Thank you Shimmie for this.  My mother tells me all the time that my cousins only tease us because they're unhappy with what they have and wish they could go back and do things differently.  I don't let their words create doubt in myself.  It just gets me down sometimes that people you love actually want to hurt you and despite the number times we've asked them to stop they continue anyway.  But, with God's help I've turned the ignore button on and while my ears may still hear their words, my heart will not feel it anymore.


----------



## Reminiscing (Oct 21, 2009)

hairlove said:


> Have you also tried to forgive the other person for the harsh words?  One thing I have learned from various sermons and reading is that someone gives you harsh words because of how they are feeling. They want you to feel the same pain that they are feeling.  Their pain typically has nothing to do with you - you were just the outlet.  I think the forgiveness part is important (or at least the recognition) because if you don't, you'll carry around the same pain and give it to someone else.  I call it poison.




HairLove - Yes, I have forgiven them but I guess what I haven't succeeded at yet is forgetting.  Thankfully though through all of this I am not a bitter person at all.  I refuse to talk badly about my ex-boyfriend because I feel that holding on to the anger is me allowing him to still have control over my emotions.  I don't talk badly about my cousins either.  I look out for them so much that it makes their words to me hurt even more.  But I'm taking some distance from them now.  It's time for me to look out for me.

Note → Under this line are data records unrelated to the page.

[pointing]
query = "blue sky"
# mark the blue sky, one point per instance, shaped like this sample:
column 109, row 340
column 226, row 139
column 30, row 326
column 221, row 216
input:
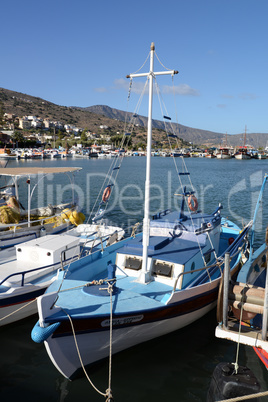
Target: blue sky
column 77, row 53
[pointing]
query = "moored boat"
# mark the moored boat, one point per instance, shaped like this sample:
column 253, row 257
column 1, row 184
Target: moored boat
column 20, row 223
column 142, row 287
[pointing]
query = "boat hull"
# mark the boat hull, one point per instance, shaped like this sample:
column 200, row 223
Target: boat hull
column 95, row 345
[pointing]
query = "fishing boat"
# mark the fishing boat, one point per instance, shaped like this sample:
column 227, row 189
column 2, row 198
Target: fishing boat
column 19, row 223
column 29, row 268
column 243, row 314
column 142, row 287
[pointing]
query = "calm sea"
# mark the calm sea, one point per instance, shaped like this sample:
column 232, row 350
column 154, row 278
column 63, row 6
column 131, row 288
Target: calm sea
column 176, row 367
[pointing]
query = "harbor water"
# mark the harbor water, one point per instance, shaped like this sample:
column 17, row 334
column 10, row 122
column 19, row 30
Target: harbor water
column 178, row 366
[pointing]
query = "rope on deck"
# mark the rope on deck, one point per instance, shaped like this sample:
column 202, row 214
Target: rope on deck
column 108, row 393
column 246, row 397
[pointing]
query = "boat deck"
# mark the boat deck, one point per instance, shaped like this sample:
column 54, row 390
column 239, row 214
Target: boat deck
column 129, row 296
column 178, row 249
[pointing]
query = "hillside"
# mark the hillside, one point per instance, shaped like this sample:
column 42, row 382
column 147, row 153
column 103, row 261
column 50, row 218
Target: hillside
column 92, row 117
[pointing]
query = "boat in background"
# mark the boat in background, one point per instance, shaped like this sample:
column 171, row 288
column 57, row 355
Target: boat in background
column 242, row 152
column 142, row 287
column 242, row 314
column 6, row 154
column 18, row 224
column 29, row 268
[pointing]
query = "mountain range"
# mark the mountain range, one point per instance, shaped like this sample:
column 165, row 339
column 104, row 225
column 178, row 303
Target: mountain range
column 93, row 116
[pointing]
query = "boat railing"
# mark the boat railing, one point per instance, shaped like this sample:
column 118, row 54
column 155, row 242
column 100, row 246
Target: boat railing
column 85, row 251
column 255, row 303
column 207, row 268
column 211, row 268
column 26, row 223
column 24, row 273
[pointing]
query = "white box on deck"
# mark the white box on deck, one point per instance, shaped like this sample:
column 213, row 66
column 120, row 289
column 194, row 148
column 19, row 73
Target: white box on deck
column 47, row 250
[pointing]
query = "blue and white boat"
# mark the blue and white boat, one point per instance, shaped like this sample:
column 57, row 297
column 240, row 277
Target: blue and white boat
column 27, row 269
column 142, row 287
column 243, row 311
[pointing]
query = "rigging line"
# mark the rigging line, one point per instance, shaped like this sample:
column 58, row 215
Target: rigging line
column 176, row 110
column 129, row 92
column 161, row 62
column 113, row 164
column 143, row 63
column 181, row 184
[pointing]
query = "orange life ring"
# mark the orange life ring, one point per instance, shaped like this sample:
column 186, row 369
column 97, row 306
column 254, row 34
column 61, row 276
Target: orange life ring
column 13, row 203
column 192, row 203
column 106, row 194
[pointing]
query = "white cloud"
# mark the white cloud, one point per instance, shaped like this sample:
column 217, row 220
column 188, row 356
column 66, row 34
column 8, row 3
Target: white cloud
column 138, row 87
column 226, row 96
column 247, row 96
column 100, row 89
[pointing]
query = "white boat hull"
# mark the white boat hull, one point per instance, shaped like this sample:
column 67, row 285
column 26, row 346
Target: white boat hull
column 93, row 348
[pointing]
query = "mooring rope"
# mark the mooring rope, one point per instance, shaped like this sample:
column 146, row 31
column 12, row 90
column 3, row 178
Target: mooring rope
column 79, row 356
column 108, row 392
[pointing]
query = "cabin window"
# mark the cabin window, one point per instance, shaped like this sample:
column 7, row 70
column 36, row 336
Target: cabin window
column 162, row 269
column 193, row 266
column 133, row 263
column 208, row 257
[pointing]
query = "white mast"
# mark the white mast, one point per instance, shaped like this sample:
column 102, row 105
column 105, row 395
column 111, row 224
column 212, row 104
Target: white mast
column 145, row 275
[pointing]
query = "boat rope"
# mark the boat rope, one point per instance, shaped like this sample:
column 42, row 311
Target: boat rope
column 236, row 366
column 108, row 392
column 134, row 230
column 15, row 311
column 79, row 356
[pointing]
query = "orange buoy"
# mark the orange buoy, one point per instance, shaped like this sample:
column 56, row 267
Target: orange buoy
column 106, row 194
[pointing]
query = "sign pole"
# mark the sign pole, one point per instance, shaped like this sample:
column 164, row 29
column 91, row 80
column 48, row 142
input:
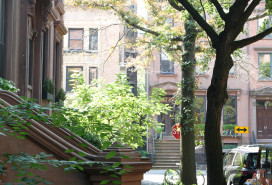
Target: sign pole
column 241, row 139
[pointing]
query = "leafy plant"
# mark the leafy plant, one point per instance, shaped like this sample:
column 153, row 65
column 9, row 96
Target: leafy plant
column 112, row 112
column 61, row 95
column 48, row 86
column 228, row 126
column 7, row 85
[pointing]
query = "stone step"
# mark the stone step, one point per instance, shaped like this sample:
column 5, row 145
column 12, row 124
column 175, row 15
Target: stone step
column 166, row 162
column 157, row 167
column 169, row 148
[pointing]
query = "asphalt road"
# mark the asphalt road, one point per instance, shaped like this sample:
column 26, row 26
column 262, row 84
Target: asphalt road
column 155, row 177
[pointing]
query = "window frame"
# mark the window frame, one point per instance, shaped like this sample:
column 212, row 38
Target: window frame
column 76, row 39
column 235, row 111
column 204, row 104
column 172, row 71
column 90, row 36
column 91, row 79
column 3, row 28
column 270, row 78
column 67, row 79
column 269, row 36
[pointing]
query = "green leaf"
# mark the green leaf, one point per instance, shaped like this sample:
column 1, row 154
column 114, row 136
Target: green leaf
column 69, row 151
column 116, row 164
column 105, row 182
column 81, row 154
column 124, row 156
column 83, row 145
column 116, row 182
column 80, row 167
column 111, row 154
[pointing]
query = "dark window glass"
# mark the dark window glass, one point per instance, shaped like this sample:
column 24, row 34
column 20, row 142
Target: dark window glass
column 228, row 159
column 264, row 65
column 166, row 66
column 201, row 108
column 30, row 61
column 263, row 24
column 69, row 76
column 237, row 160
column 93, row 42
column 229, row 111
column 76, row 39
column 2, row 21
column 2, row 36
column 93, row 74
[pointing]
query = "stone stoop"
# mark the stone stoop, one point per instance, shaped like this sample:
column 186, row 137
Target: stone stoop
column 167, row 153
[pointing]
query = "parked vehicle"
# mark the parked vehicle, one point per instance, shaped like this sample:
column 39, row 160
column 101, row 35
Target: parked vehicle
column 240, row 163
column 263, row 175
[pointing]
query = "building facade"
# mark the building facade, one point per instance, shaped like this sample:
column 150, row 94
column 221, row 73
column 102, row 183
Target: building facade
column 31, row 44
column 94, row 46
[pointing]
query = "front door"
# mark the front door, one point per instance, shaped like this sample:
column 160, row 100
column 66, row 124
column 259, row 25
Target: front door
column 264, row 122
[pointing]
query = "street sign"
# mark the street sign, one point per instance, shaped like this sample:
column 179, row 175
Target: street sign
column 241, row 130
column 176, row 131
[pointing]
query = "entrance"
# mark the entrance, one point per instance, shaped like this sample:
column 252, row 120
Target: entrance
column 264, row 119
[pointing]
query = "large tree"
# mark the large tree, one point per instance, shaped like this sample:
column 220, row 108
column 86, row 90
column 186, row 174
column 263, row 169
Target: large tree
column 173, row 31
column 234, row 16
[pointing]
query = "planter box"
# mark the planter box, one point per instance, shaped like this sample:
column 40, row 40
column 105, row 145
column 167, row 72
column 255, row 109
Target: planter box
column 47, row 96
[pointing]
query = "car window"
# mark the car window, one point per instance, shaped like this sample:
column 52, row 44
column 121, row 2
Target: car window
column 237, row 160
column 228, row 159
column 251, row 160
column 265, row 164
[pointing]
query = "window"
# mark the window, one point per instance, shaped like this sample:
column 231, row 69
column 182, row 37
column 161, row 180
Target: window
column 265, row 66
column 2, row 36
column 30, row 61
column 76, row 39
column 237, row 160
column 228, row 159
column 93, row 74
column 130, row 55
column 229, row 111
column 70, row 72
column 201, row 108
column 93, row 39
column 130, row 32
column 166, row 66
column 263, row 24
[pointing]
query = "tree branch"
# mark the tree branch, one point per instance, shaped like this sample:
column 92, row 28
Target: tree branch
column 137, row 26
column 242, row 43
column 175, row 5
column 249, row 10
column 219, row 9
column 258, row 16
column 207, row 28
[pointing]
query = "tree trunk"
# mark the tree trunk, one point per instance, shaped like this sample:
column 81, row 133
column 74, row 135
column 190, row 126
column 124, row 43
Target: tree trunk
column 188, row 166
column 217, row 96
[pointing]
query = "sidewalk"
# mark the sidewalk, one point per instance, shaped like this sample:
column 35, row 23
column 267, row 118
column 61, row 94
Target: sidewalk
column 155, row 177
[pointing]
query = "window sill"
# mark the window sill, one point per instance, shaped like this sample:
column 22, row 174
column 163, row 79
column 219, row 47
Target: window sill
column 79, row 51
column 264, row 80
column 202, row 75
column 167, row 75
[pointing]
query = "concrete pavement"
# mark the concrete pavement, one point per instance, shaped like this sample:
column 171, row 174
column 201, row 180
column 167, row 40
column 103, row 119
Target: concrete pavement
column 155, row 177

And to all the ladies on here who have posted about being hurt, thanks so much for sharing your stories.  It's sad to know that there's so many broken hearts in this world but there's also something comforting in knowing that we're not in this alone.   One thing to hold on to is that we all must be doing something right because if everything we're doing was wrong then the devil wouldn't be attacking us so hard.  It's know it's hard to believe sometimes but there is a purpose for this pain.  I pray that we all find peace and comfort soon and that God's purpose and plan will be revealed.


----------



## preciouzone (Oct 21, 2009)

Thanks for sharing what you are going through. 

The truth is Hurt People, Hurt People. And I am speaking from
personal experience as well. I've been hurt by others words and
actions and have been on the opposite end of hurting people with
my words and actions. I didn't realize how hurt I was at the time,
the bitterness, the resentment, etc. It was easy for me to find 
another person that was tolerant and that I felt was easy to "pick on". 

That was the work of the enemy. I allowed those roots to be deeply
rooted within me and it grew and grew until God revealed these things
to me.

I know that I am a work in progress. I have rekindled the relationships
with the people that I intentionally unintentionally hurt in the past and 
can honestly say that I feel no bad thing towards anyone... even those
that hurt me. 

I instead pray for them. I pray that God will restore their
hearts and that He will heal them and deliver them from the hurt and 
pains that they are casting. 

One last thing, I feel that the reason those words and actions are effecting
you still somehow is because you are emotionally attached to them. It's not
so much the person(s) but the words and actions... they are seeds. And turning
to God and putting the situations in His hands will be great insurance from having
those seeds produce bad fruits in your life and spirit. 

I believe in *Romans 8:28* so much...
"*And we know that all things work together for good to them that love God, to
them who are called according to His purpose.*" -- Yes, all things happen on purpose
for a purpose which is so much bigger than what our eyes can see and mind can conceive. 
All in all, it is Gods plan and purpose that will prevail!


----------



## MSee (Oct 21, 2009)

I just had to lift up a friend who finally caved in to the cutting blade of sword like tongues. Thing is not too long ago another friend saved me from going under. OP your post will bless many people because we are living in a time when "they that live godly in Christ will suffer persecution" and amazingly it's like the tongue has become the enemies weapon of chcice against many of God's children. It's very tough also when the instruments he (satan) uses are not only those close to you, but people who are themselves Christians. 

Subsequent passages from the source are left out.